El microrrelato de los viernes: Dos relatos breves de Inma Pérez Rocha

INMA PÉREZ ROCHA (Bruselas)

MENSAJE CIFRADO

Harto de los golpes, los insultos, las miradas de desdén, del desprecio que le proferían, el reloj despertador planificó su venganza. A las tres en punto de la madrugada, un rosario entrecortado de tic tacs resonó por toda la casa. La pareja de recién casados se despertó con gran sobresalto. Tic-tac-tac-tic-tic-tac-tac-tac. Escuchaban inmóviles muy agarrados de las manos. Lo primero que pensaron fue que el despertador se había vuelto loco, y cuando ya fue demasiado tarde, comprendieron el alcance de aquella maldición cifrada en código morse. 

LA PECERA

Tras un tiempo en el paro, Santiago tuvo que mudarse con su esposa a casa de la suegra, una vieja rica y de mal carácter que vivía sola, sin otra compañía que la de un gato negro y unos peces tropicales adquiridos por su difunto marido. La mujer de Santiago cuidaba de su madre a cambio de un techo. Y no solo la cuidaba, limpiaba la casa, cocinaba, lavaba, planchaba la ropa y aguantaba con resignación los comentarios de su madre: 

⸺Tu marido es un vago. En este país no trabaja quien no quiere. 

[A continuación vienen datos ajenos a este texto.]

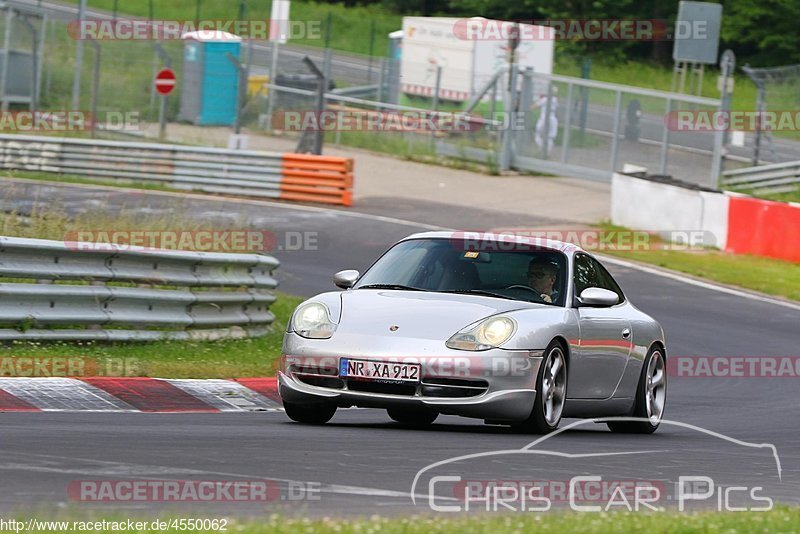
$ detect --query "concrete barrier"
[611,173,800,262]
[611,173,728,249]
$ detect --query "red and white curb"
[0,377,283,412]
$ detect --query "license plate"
[339,358,420,382]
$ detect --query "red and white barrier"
[611,173,800,262]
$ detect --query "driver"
[528,258,558,303]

La vieja despreciaba siempre a su yerno delante de todo el mundo. A pesar de su desconfianza, como era bastante corta de vista, había dejado el cuidado de la pecera a cargo de Santiago. Cuánto detestaba limpiar el acuario. Había que usar raspador y cepillo, desinfectar el agua con cloro, mantener la temperatura a veinticuatro grados Celsius y, lo peor de todo, a menudo se le morían los peces. Santiago tenía que gastar cada semana algo de dinero para reponerlos sin que la vieja se enterara. Para no dejar rastro de su fracaso, alimentaba al gato con los peces muertos. 

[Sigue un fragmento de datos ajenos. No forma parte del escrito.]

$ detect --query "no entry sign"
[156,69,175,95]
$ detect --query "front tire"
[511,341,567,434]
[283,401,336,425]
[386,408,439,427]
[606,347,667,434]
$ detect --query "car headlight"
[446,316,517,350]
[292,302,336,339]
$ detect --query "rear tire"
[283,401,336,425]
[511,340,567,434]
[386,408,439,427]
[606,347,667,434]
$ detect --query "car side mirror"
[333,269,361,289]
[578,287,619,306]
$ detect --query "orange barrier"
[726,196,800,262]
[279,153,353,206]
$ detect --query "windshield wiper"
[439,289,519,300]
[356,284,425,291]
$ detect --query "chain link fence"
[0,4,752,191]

Un día resolvió comprar unos peces de colores mecánicos que anunciaban por catálogo. La vieja nunca notó la diferencia y se deleitaba viéndolos nadar entre algas y anémonas marinas. Una mañana el gato, acostumbrado a su ración semanal de pescado, se subió a la cómoda y de un salto se abalanzó contra la pecera tirándola al suelo. Santiago entró en el salón y vio al gato tieso sobre la alfombra. Una vibración rítmica y mecánica emanaba de su garganta muerta. Detrás del sofá, sobre el suelo húmedo del salón, yacía el cuerpo inerte de su suegra. Alrededor de los cadáveres, peces de colores, indiferentes, se deslizaban por el parqué de madera haciendo crujir sus pequeñas aletas. Santiago se agachó, abrió la boca del gato y sacó el pez atorado en la garganta. Con sumo cuidado, lo depositó en el suelo con el resto de los peces y lo vio agitar sus aletas con el resto. Sonrió de alivio. Su suerte seguía intacta: ninguno de sus peces se había muerto.